I had been using flannel boards in my classroom to share stories, songs and games for quite a while before I started making actual felt sets for the kids to use.  For some reason with the sets I made for the kids, I had limited myself to scanning my story sets, printing them out on card stock, laminating them, and attaching Velcro.  

I guess it was probably quicker and easier that way--but those sets were quite limited in that the pieces couldn't be layered, and the kids didn't get to experience the feel of felt, or the problem solving that happens when felt snags slightly on a dry finger, or needs to be pressed a little more firmly to stay on the board...

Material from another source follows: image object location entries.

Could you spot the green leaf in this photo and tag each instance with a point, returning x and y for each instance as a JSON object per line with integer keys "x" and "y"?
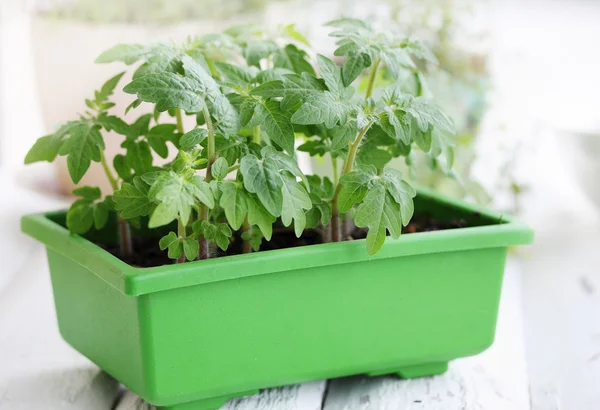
{"x": 138, "y": 156}
{"x": 291, "y": 32}
{"x": 401, "y": 192}
{"x": 220, "y": 168}
{"x": 331, "y": 73}
{"x": 256, "y": 50}
{"x": 113, "y": 123}
{"x": 370, "y": 214}
{"x": 158, "y": 136}
{"x": 108, "y": 88}
{"x": 87, "y": 192}
{"x": 220, "y": 233}
{"x": 342, "y": 137}
{"x": 100, "y": 213}
{"x": 255, "y": 236}
{"x": 80, "y": 217}
{"x": 258, "y": 215}
{"x": 140, "y": 126}
{"x": 193, "y": 138}
{"x": 126, "y": 53}
{"x": 45, "y": 149}
{"x": 294, "y": 59}
{"x": 121, "y": 166}
{"x": 168, "y": 240}
{"x": 353, "y": 66}
{"x": 262, "y": 178}
{"x": 234, "y": 203}
{"x": 167, "y": 90}
{"x": 355, "y": 187}
{"x": 276, "y": 123}
{"x": 83, "y": 145}
{"x": 370, "y": 154}
{"x": 190, "y": 248}
{"x": 176, "y": 196}
{"x": 132, "y": 199}
{"x": 295, "y": 201}
{"x": 237, "y": 74}
{"x": 323, "y": 108}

But finally I realized the error of my ways, and began to make what I call DIY sets for the kids.  These sets are kind of amazing in all the skills they enhance--and all simply through play!  
Math skills like color sorting, shape naming, counting, one to one correspondence... 
Early literacy skills like vocabulary building and labeling happen naturally--and I include a list of awesome books to read as well as several rhymes and songs to use with the kids.  
Fine motor skills grow of course, as they pinch and grasp and place/remove/replace the pieces.  
And then there's creativity and imagination, as children decide whether to decorate a butterfly's wings with circles or tear drop shapes; to put 1 or 10 leaves on a flower stem; to turn a lady bug into the center of a flower...  

The ideas they come up with always make me realize just how limited my own imagination has become!

Do you use felt sets in the classroom, beyond the circle time stories and games you might have?  If not, I encourage it!  If you're crafty, felt is inexpensive and you can create all kinds of sets around a zillion different topics.